(Associated Press)
CANDICE CHOI August 12, 2019
NEW YORK — School lunch menus already have Meatless Mondays and Taco Tuesdays. Now some may get Trade Mitigation Thursdays.
This fall, some U.S. school cafeterias are expecting shipments of free food, one little known consequence of President Donald Trump’s trade disputes. The products are coming from the Department of Agriculture, which is giving away the $1.2 billion in foods it’s buying to help farmers hurt by trade negotiations.
A Maryland district is awaiting a truckload of canned kidney beans — one of several “trade mitigation” items schools were offered.
“We make our own chili soup, so we knew we had a use for that,” said Barbara Harral, a nutrition official for Montgomery County Public Schools.
All told, she said the district is getting $70,000 worth of free products for the fall, including apples and oranges. Harral, who has been with the district for 22 years, doesn’t recall the USDA offering trade mitigation foods before.
The USDA has long purchased and distributed agricultural products to help farmers, who can face swings in supply and demand in any given year. But the agency is buying even more as a result of Trump’s trade fight, which prompted other countries to take retaliatory actions that curb imports of American farm products.

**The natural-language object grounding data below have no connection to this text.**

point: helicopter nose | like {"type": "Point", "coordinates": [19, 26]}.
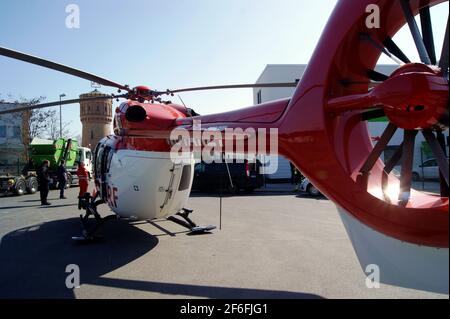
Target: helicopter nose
{"type": "Point", "coordinates": [135, 113]}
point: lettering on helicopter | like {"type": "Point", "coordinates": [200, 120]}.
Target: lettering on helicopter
{"type": "Point", "coordinates": [112, 196]}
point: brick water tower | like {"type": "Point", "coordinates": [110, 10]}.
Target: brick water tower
{"type": "Point", "coordinates": [96, 118]}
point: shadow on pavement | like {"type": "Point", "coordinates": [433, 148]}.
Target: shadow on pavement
{"type": "Point", "coordinates": [203, 291]}
{"type": "Point", "coordinates": [33, 263]}
{"type": "Point", "coordinates": [33, 260]}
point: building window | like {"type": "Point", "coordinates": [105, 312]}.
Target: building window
{"type": "Point", "coordinates": [389, 151]}
{"type": "Point", "coordinates": [16, 131]}
{"type": "Point", "coordinates": [258, 97]}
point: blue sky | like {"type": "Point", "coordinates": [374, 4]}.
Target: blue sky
{"type": "Point", "coordinates": [162, 44]}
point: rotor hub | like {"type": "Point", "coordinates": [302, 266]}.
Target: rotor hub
{"type": "Point", "coordinates": [415, 97]}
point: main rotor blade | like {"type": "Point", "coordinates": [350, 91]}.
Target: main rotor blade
{"type": "Point", "coordinates": [233, 86]}
{"type": "Point", "coordinates": [443, 186]}
{"type": "Point", "coordinates": [378, 149]}
{"type": "Point", "coordinates": [407, 163]}
{"type": "Point", "coordinates": [427, 33]}
{"type": "Point", "coordinates": [438, 153]}
{"type": "Point", "coordinates": [59, 67]}
{"type": "Point", "coordinates": [423, 54]}
{"type": "Point", "coordinates": [393, 48]}
{"type": "Point", "coordinates": [443, 62]}
{"type": "Point", "coordinates": [23, 107]}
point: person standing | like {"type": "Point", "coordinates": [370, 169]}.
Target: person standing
{"type": "Point", "coordinates": [62, 179]}
{"type": "Point", "coordinates": [83, 176]}
{"type": "Point", "coordinates": [43, 180]}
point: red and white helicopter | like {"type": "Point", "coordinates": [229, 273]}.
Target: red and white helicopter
{"type": "Point", "coordinates": [403, 231]}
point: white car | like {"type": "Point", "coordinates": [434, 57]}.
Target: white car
{"type": "Point", "coordinates": [308, 187]}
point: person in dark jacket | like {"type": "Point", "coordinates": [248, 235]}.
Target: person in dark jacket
{"type": "Point", "coordinates": [44, 181]}
{"type": "Point", "coordinates": [62, 179]}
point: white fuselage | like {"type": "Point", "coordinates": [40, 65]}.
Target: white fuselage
{"type": "Point", "coordinates": [147, 185]}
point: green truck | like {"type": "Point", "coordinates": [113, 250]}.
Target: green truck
{"type": "Point", "coordinates": [13, 182]}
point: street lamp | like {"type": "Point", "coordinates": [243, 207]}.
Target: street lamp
{"type": "Point", "coordinates": [60, 115]}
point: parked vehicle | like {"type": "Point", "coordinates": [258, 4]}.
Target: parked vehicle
{"type": "Point", "coordinates": [428, 170]}
{"type": "Point", "coordinates": [25, 181]}
{"type": "Point", "coordinates": [308, 187]}
{"type": "Point", "coordinates": [214, 176]}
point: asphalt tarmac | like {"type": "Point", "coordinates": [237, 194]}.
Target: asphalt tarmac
{"type": "Point", "coordinates": [270, 245]}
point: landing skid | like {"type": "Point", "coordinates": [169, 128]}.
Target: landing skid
{"type": "Point", "coordinates": [188, 223]}
{"type": "Point", "coordinates": [89, 204]}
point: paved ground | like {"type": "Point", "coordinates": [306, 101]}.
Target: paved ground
{"type": "Point", "coordinates": [272, 245]}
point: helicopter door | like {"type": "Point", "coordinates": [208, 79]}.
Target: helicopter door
{"type": "Point", "coordinates": [174, 173]}
{"type": "Point", "coordinates": [104, 168]}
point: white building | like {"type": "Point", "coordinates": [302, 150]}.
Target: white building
{"type": "Point", "coordinates": [12, 148]}
{"type": "Point", "coordinates": [294, 72]}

That’s resulting in an unusual bounty for the groups that get government foods, showing one way federal policies influence what people eat.
According to the USDA, most food purchased as part of trade-relief efforts is going to programs that help the needy. The Los Angeles Regional Food Bank, for instance, says it’s getting roughly twice as much government food as normal, including rarely donated items like pistachios. Though they may struggle to handle the sudden deluge, food banks say they’re generally happy for the bounty.